On Monday, Mr Power announced changes that will affect bar hours, off-licence trading, liquor advertising and the purchase age. He declared a moratorium on meeting advocates on either side of the debate after the Law Commission tabled its report on law reform in April.

I’m sorry, but what is the purpose of this story?

The Minister refused to meet with lobbyists from either side. How could criticise him for that? So the story is about the fact is about that some industry groups wrote him a letter? Even worse, they wrote “directly” to him. Well how else do you write?
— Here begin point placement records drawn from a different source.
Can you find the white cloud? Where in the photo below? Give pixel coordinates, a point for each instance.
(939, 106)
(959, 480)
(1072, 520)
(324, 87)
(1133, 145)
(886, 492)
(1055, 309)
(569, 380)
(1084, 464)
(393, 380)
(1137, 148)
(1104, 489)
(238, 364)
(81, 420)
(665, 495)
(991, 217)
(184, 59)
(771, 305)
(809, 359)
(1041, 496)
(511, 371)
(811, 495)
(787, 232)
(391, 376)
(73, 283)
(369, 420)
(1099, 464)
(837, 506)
Should they have sent letters to Mrs Smith of Taihape and asked her to pass them onto the Minister?

But that did not stop more than 150 people writing with concerns about liquor and a further six industry groups or companies sending their views.

As people and groups should. In fact it would be unthinkable for such groups to not write to the Minister with their views.

If there is a proposal to regulate the medical profession, would one expect the Medical Association to not offer its views? Of course not. So why is it newsworthy in this case? Because certain lobby groups are trying to push a theme that the “liquor industry” has too much influence. I can only imagine they wish them to be banned from writing letters.

On May 10, Hospitality Association chief executive Bruce Robertson wrote to Mr Power expressing “real concerns with the interpretation of some of the data … and inconsistencies with the [Law] Commission’s advocacy”.

The Law Commission seemed to have chosen data which supported the advocacy of the public health sector, he wrote. Then, on June 14, Mr Robertson wrote to Mr Power with a full commentary on 146 of the Law Commission’s 153 recommendations.

Bruce would be sacked if he did not offer a commentary on the recommendations. That is his job. Again – why is this a new story?

Where are the stories about how Alcohol Action is funded, and the massive amount of lobbying they have done?